Saturday, February 17, 2007

Tehran from the neighbor's eye


here I found a little report from Tehran written by Fatima Bhutto, the pretty 24 years old Pakistani columnist that you see in a picture she has taken in Tehran Metro (or subway).

Fatima's plans for trip to Iran were made amidst worrying headlines that that the unrelentingly belligerent Israeli government had said to be mulling over plans to send laser guided bombs, followed by conventional nuclear warheads into Iran.

Nevertheless, while in Tehran, she finds herself in the middle of a dynamic city, unburdened by the threat of war, and resolved to survive.


There is so much to discover in this megalopolis of 14 million people; it even makes Karachi look quaint and small.
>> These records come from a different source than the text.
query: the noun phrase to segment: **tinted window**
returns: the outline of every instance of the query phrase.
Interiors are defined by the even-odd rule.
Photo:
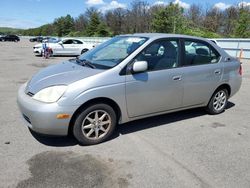
[[[219,53],[207,43],[187,40],[184,44],[185,66],[217,63],[220,59]]]
[[[73,40],[65,40],[63,41],[63,44],[73,44]]]
[[[179,65],[177,40],[159,40],[151,43],[134,59],[147,61],[149,71],[170,69]]]

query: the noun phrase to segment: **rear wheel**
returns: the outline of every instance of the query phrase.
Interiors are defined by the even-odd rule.
[[[220,114],[227,106],[228,91],[227,89],[218,89],[214,92],[212,98],[207,105],[207,112],[209,114]]]
[[[95,104],[78,114],[73,134],[83,145],[98,144],[107,140],[115,126],[116,114],[113,108],[107,104]]]

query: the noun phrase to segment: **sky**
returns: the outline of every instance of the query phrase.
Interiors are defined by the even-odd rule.
[[[101,12],[114,8],[129,8],[133,0],[1,0],[0,27],[34,28],[52,23],[55,18],[70,14],[77,17],[89,7]],[[170,0],[146,0],[150,5],[168,4]],[[173,0],[172,0],[173,1]],[[185,9],[191,4],[203,7],[225,9],[231,5],[243,3],[250,6],[250,0],[174,0]]]

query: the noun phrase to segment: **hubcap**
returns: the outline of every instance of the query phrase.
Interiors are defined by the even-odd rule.
[[[82,122],[82,133],[91,140],[104,137],[111,127],[111,117],[103,110],[90,112]]]
[[[213,100],[214,109],[216,111],[222,110],[226,105],[226,101],[227,101],[226,93],[224,91],[219,91],[214,96],[214,100]]]

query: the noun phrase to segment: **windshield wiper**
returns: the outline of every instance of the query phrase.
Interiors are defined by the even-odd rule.
[[[95,65],[93,65],[90,61],[86,60],[86,59],[79,59],[78,57],[75,59],[76,62],[79,64],[79,65],[82,65],[82,66],[88,66],[92,69],[95,69]]]

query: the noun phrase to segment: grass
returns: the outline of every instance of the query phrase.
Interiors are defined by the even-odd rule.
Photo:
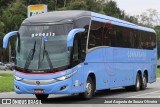
[[[13,74],[0,74],[0,92],[10,92],[14,90]]]
[[[160,68],[157,68],[157,77],[160,77]]]
[[[160,68],[157,69],[157,78],[160,77]],[[14,91],[13,74],[0,74],[0,92]]]

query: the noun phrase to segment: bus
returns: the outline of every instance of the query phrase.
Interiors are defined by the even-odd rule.
[[[14,90],[47,99],[49,94],[97,90],[144,90],[156,81],[156,33],[124,20],[83,10],[54,11],[26,18],[18,31]]]

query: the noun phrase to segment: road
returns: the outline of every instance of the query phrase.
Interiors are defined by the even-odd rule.
[[[0,74],[2,74],[2,73],[11,73],[11,74],[13,74],[13,71],[11,71],[11,70],[0,70]]]

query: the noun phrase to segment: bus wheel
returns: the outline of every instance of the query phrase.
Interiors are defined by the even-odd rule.
[[[140,74],[138,73],[136,76],[136,84],[133,86],[134,91],[139,91],[141,87],[141,77]]]
[[[141,84],[141,89],[145,90],[147,87],[147,75],[144,73],[143,78],[142,78],[142,84]]]
[[[88,77],[87,83],[86,83],[86,91],[84,93],[80,93],[80,97],[83,99],[90,99],[94,95],[95,92],[95,85],[91,77]]]
[[[35,94],[35,96],[38,100],[46,100],[49,94]]]

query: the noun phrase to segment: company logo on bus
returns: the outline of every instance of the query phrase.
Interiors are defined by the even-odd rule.
[[[128,51],[128,58],[145,58],[145,57],[146,57],[145,52]]]
[[[53,37],[53,36],[55,36],[55,33],[52,33],[52,32],[49,32],[49,33],[33,33],[33,34],[31,34],[31,37],[33,38],[33,37],[43,37],[43,36],[51,36],[51,37]]]

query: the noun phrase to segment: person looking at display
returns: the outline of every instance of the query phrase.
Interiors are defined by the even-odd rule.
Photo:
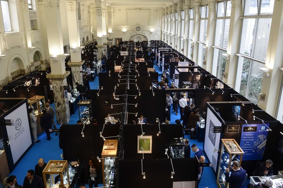
[[[193,87],[197,89],[200,87],[200,75],[194,76],[194,81],[193,82]]]
[[[99,161],[96,158],[91,158],[88,161],[88,187],[98,187],[98,176],[100,171]]]
[[[143,115],[141,115],[140,118],[138,118],[137,122],[138,124],[146,124],[147,123],[147,120],[143,117]]]
[[[46,109],[44,109],[42,110],[43,115],[40,118],[40,125],[42,129],[45,131],[46,136],[47,136],[47,140],[50,140],[50,132],[49,129],[52,128],[52,115],[51,114],[46,112]]]
[[[188,138],[184,139],[184,142],[185,142],[185,150],[184,150],[184,157],[190,158],[191,157],[191,147],[190,147],[190,141]]]
[[[35,174],[38,175],[42,179],[42,171],[43,171],[46,165],[47,164],[44,162],[44,160],[43,158],[40,158],[38,159],[37,164],[35,167]]]
[[[35,174],[35,171],[31,169],[28,171],[23,184],[23,188],[43,188],[43,182],[40,177]]]
[[[198,148],[197,146],[195,144],[193,144],[191,148],[193,152],[195,152],[194,157],[196,157],[199,160],[200,156],[202,155],[202,150],[201,148]]]
[[[29,109],[29,112],[30,113],[29,115],[30,119],[31,120],[32,131],[33,132],[33,136],[34,136],[34,141],[35,143],[38,143],[40,140],[37,139],[37,123],[36,123],[37,118],[33,113],[33,109],[32,108]]]
[[[184,95],[181,95],[181,99],[179,100],[179,105],[180,105],[180,115],[181,116],[181,120],[182,120],[183,114],[184,111],[184,108],[185,106],[188,105],[188,103],[187,103],[187,100],[184,97]],[[183,124],[184,124],[183,122]]]
[[[56,123],[55,123],[55,121],[54,119],[55,118],[55,112],[53,107],[50,106],[49,103],[45,103],[45,106],[46,107],[46,113],[48,114],[50,114],[52,116],[52,119],[51,119],[51,122],[53,125],[53,128],[54,129],[57,129],[57,126],[56,126]],[[56,132],[56,136],[58,136],[58,132]]]
[[[200,163],[205,163],[205,157],[203,155],[200,156],[199,157],[199,162]],[[197,183],[199,184],[200,181],[200,178],[201,178],[201,176],[202,175],[202,172],[203,171],[203,167],[198,167],[198,174],[197,175]]]
[[[262,183],[261,182],[258,185],[255,185],[254,188],[269,188],[272,187],[273,185],[273,182],[270,180],[266,180],[264,183]]]
[[[189,119],[188,119],[188,125],[191,128],[191,136],[190,139],[195,139],[195,132],[196,129],[196,125],[197,124],[197,121],[200,120],[200,116],[198,113],[199,113],[199,109],[198,108],[196,109],[192,112],[189,116]]]
[[[254,174],[257,176],[271,176],[273,175],[273,162],[270,159],[257,164]]]
[[[11,175],[3,180],[3,188],[21,188],[21,186],[18,184],[17,177]]]
[[[230,170],[233,172],[230,175],[229,173]],[[240,168],[240,163],[238,161],[233,162],[233,166],[231,170],[230,168],[228,168],[225,169],[225,171],[226,171],[225,180],[230,183],[230,188],[243,188],[247,172],[245,170]]]

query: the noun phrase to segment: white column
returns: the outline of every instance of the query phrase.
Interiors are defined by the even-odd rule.
[[[208,18],[206,37],[206,46],[208,47],[206,53],[205,61],[206,64],[203,65],[203,68],[206,70],[212,72],[213,49],[212,46],[214,44],[214,35],[215,34],[215,17],[216,10],[214,0],[209,0]]]
[[[283,110],[282,103],[280,101],[281,107],[276,116],[276,106],[281,94],[280,89],[283,71],[279,69],[282,67],[283,62],[283,2],[277,0],[274,2],[273,15],[270,28],[268,46],[266,51],[265,67],[270,69],[270,75],[266,76],[263,73],[264,77],[262,86],[262,93],[266,94],[265,101],[260,101],[259,106],[278,120],[282,120]]]
[[[227,47],[227,53],[230,56],[229,60],[226,60],[225,72],[228,74],[227,78],[224,78],[223,81],[230,87],[234,87],[236,85],[240,85],[239,84],[236,85],[234,83],[238,62],[238,56],[235,54],[239,49],[239,41],[240,39],[242,21],[242,19],[240,17],[242,16],[243,9],[241,0],[233,0],[231,3],[232,9]],[[238,67],[239,67],[239,65]],[[240,79],[241,75],[238,75],[237,77],[239,77]],[[236,88],[235,90],[237,90]]]
[[[194,27],[194,33],[193,34],[193,48],[194,49],[194,52],[193,53],[193,61],[196,64],[199,64],[201,62],[197,62],[197,55],[198,53],[198,43],[196,42],[199,38],[199,25],[200,24],[200,13],[199,12],[199,6],[200,5],[200,1],[199,0],[196,0],[195,2],[194,7],[194,21],[195,22],[195,27]]]
[[[70,53],[72,62],[81,61],[77,0],[66,0]]]

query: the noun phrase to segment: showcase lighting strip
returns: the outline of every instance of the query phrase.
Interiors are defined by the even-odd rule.
[[[161,134],[161,131],[160,130],[160,121],[159,121],[159,119],[158,118],[156,118],[156,122],[158,122],[158,128],[159,128],[159,131],[157,133],[158,136],[159,136]]]
[[[265,123],[265,122],[264,122],[264,120],[263,120],[260,119],[258,118],[258,117],[256,117],[256,116],[253,116],[253,120],[255,120],[255,119],[256,119],[256,118],[257,119],[258,119],[258,120],[260,120],[261,121],[262,121],[262,122],[263,123],[263,124],[264,124],[265,125],[265,126],[266,126],[266,127],[267,127],[267,128],[268,128],[268,129],[266,129],[266,131],[272,131],[272,130],[271,129],[270,129],[270,128],[269,128],[269,127],[268,127],[268,126],[267,126],[267,125],[266,125],[266,124]]]
[[[173,175],[175,174],[175,171],[174,171],[174,167],[173,167],[173,163],[172,162],[172,159],[170,158],[170,161],[171,162],[171,166],[172,166],[173,171],[171,172],[171,178],[173,178]]]
[[[81,132],[81,135],[82,135],[82,137],[85,137],[85,134],[84,133],[84,129],[85,129],[85,126],[86,126],[86,124],[84,124],[84,127],[83,127],[83,130],[82,130],[82,132]]]
[[[204,88],[205,89],[206,88],[207,89],[209,89],[209,90],[212,92],[212,95],[214,95],[214,92],[213,91],[212,91],[210,87],[207,87],[207,86],[204,85]]]
[[[253,109],[252,109],[252,113],[254,113],[254,112],[265,112],[265,111],[264,111],[264,110],[254,110]]]
[[[251,127],[250,127],[250,126],[249,126],[249,125],[248,124],[248,121],[247,120],[245,120],[244,118],[242,118],[241,116],[238,116],[238,120],[239,120],[240,118],[242,120],[244,120],[244,121],[245,121],[245,123],[246,123],[246,124],[250,128],[251,128]]]
[[[219,88],[219,89],[220,89],[220,90],[221,90],[221,91],[222,91],[222,94],[224,94],[224,93],[225,93],[225,92],[224,91],[223,91],[223,90],[222,88]]]
[[[8,93],[8,90],[0,90],[0,91],[4,91],[4,92],[6,92],[6,93]]]

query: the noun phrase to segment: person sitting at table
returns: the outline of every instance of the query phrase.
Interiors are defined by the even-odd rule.
[[[273,175],[273,162],[270,159],[262,162],[257,165],[254,174],[257,176],[271,176]]]
[[[269,188],[272,187],[273,183],[270,180],[266,180],[264,183],[260,183],[258,185],[255,185],[254,188]]]
[[[138,118],[137,120],[138,124],[146,124],[147,123],[147,120],[146,118],[143,117],[143,115],[141,115],[140,118]]]

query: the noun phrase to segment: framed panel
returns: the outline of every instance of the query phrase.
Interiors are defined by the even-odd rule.
[[[138,136],[138,153],[151,154],[152,136]]]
The landscape of Iran is said to have been continuously inhabited by a single nation of people longer than any other part of land the world over
...
Safak Pavey , who heads the United Nations High Commission for Refugee's external relations office, told me that in the early 1990s, after the Gulf War (part one) Iran was home to 4.5 millions refugees from Iraq and Afghanistan. "Iran should receive thanks for that; can you imagine a European country giving 4.5 million refugees asylum?"

Fatima speaks of her encounter with Mitra, an Iranian journalist, who informs her about the freedom of birth control in Iran, the availability of sex change operations and the government run rehabilitation centers for the country's large number of heroin addicts, even offering needle exchanges and methadone doses to those in need.

Mitra is an elegant and professional woman, the weekend before Muharram she was wearing red; I wouldn't have pegged her as having Revolutionary sympathies. And she didn't necessarily, but like most Iranians she was willing to balance the difficult and sometimes frustrating changes of the Revolution with its benefits.
...
It is impossible to essentialize in Iran, impossible to paint things black or white - or red - there are so many facets to life in this country. Those diametric opposites do share the same space in Iran and its people, and perhaps Mitra, are examples of its dynamism.

1 comment:

Anonymous said...

Good post on an important topic. Lots of obscure but positive info on Iran (the positivity is no doubt the source of the obscurity).

I feel sorry for this girl, she has a lot of weight on her shoulders.